Es gibt nicht nur den einen Zucker, sondern viele verschiedene Arten, zum Beispiel Lactose (Milchzucker), Glucose (Traubenzucker) oder Fructose (Fruchtzucker). Sie zählen zu den Kohlenhydraten und haben alle den gleichen Kaloriengehalt. Glucose und Fructose sind sogenannte Einfachzucker. Verbinden sich zwei Einfachzucker, entsteht ein sogenannter Zweifachzucker. Dazu gehört beispielsweise Saccharose, unser typischer weißer Haushaltszucker. Dieser setzt sich im Verhältnis 1:1 aus Glucose und Fructose zusammen. Die Deutsche Gesellschaft für Ernährung, kurz DGE, empfiehlt, nicht mehr als 10 % der täglichen Nahrungszufuhr in Form Zucker aufzunehmen. Bei einem durchschnittlichen Erwachsenen entspricht dies maximal 50 g Zucker pro Tag.

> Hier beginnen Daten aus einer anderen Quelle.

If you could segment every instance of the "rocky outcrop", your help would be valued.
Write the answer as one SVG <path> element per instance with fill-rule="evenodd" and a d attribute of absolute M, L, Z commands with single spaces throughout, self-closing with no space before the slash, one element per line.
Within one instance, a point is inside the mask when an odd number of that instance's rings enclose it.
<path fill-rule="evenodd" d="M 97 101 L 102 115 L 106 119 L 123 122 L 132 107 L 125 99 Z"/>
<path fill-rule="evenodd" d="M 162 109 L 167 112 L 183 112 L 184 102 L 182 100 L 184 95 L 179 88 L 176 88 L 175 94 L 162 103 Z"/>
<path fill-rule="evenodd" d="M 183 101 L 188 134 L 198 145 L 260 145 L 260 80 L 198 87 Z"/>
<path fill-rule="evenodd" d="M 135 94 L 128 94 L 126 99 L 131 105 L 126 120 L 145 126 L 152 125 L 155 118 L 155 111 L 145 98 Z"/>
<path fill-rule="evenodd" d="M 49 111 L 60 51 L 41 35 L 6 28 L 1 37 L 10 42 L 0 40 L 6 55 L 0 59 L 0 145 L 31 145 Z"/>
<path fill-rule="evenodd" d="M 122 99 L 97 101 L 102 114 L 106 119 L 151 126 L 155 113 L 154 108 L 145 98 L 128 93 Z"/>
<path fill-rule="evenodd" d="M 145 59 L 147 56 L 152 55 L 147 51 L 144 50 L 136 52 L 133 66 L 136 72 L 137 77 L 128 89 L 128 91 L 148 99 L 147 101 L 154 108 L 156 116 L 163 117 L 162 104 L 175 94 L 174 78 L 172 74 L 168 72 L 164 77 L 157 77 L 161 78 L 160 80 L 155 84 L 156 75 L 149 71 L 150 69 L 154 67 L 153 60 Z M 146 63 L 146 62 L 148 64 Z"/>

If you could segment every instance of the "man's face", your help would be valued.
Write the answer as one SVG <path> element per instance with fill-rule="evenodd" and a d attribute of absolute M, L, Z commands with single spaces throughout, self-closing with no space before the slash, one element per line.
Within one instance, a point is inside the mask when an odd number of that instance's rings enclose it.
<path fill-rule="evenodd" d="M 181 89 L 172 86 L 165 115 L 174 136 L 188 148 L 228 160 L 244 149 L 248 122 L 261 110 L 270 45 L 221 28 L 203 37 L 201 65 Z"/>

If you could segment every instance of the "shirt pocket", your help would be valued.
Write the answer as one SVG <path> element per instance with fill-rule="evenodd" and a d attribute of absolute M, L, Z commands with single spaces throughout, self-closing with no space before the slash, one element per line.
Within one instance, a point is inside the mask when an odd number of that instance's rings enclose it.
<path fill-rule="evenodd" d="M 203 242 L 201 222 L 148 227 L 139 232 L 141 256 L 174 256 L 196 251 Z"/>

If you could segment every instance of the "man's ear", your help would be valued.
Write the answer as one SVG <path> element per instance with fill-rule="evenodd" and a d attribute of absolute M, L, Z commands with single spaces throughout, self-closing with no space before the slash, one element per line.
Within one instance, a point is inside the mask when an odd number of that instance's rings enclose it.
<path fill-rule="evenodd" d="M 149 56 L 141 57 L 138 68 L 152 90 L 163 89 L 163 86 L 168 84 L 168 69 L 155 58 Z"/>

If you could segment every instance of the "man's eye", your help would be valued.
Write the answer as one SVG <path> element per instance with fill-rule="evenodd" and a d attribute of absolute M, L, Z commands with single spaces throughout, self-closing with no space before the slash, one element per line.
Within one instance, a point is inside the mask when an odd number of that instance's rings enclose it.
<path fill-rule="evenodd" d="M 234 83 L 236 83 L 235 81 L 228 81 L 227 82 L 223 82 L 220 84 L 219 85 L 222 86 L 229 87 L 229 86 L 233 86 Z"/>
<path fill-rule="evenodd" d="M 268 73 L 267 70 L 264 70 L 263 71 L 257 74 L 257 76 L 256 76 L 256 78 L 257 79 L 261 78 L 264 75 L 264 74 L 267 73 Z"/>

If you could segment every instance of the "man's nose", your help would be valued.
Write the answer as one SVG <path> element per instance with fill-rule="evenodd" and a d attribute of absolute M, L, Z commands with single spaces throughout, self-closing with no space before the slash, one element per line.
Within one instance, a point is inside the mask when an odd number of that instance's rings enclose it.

Durchschnittlicher Zuckergehalt verschiedener Produkte:

1 Dose (0.33l) Cola  

36 g

1 Tüte (200g) Gummibärchen

150 g

1 Portion (60g) Knuspermüsli

16 g

1 Tafel (100g) Vollmilchschokolade

48 g

1 Becher Fruchtjoghurt                                    

19 g

  

 

„Bluthochdruck tritt bei gesteigertem Zuckerkonsum häufiger auf. Vor allem in Verbindung mit Übergewicht und mangelnder Bewegung werden Ablagerungen in den Blutgefäßen begünstigt. Das kann im schlimmsten Fall zu einem Schlaganfall oder Herzinfarkt führen.“

  Prof. Dr. Klaus Kisters, Chefarzt der Klinik für Innere Medizin des St. Anna Hospital Herne

Viel Zucker, hohes Risiko

Handelsüblicher Haushaltszucker ist mit rund 400 kcal pro 100 g nicht gerade kalorienarm. Zudem enthält er keine weiteren Nährstoffe als leicht verdauliche Kohlenhydrate. Was der Körper nicht für Muskeln braucht, wird in Form von Fett gespeichert. Entsprechend kann erhöhter Zuckerkonsum schnell zu Übergewicht führen. Das wiederum begünstigt gefährliche Erkrankungen, wie etwa Bluthochdruck. „Bluthochdruck tritt bei gesteigertem Zuckerkonsum häufiger auf. Vor allem in Verbindung mit Übergewicht und mangelnder Bewegung werden Ablagerungen in den Blutgefäßen begünstigt. Das kann im schlimmsten Fall zu einem Schlaganfall oder Herzinfarkt führen“, erklärt Prof. Dr. Klaus Kisters, Chefarzt der Klinik für Innere Medizin des St. Anna Hospital Herne. 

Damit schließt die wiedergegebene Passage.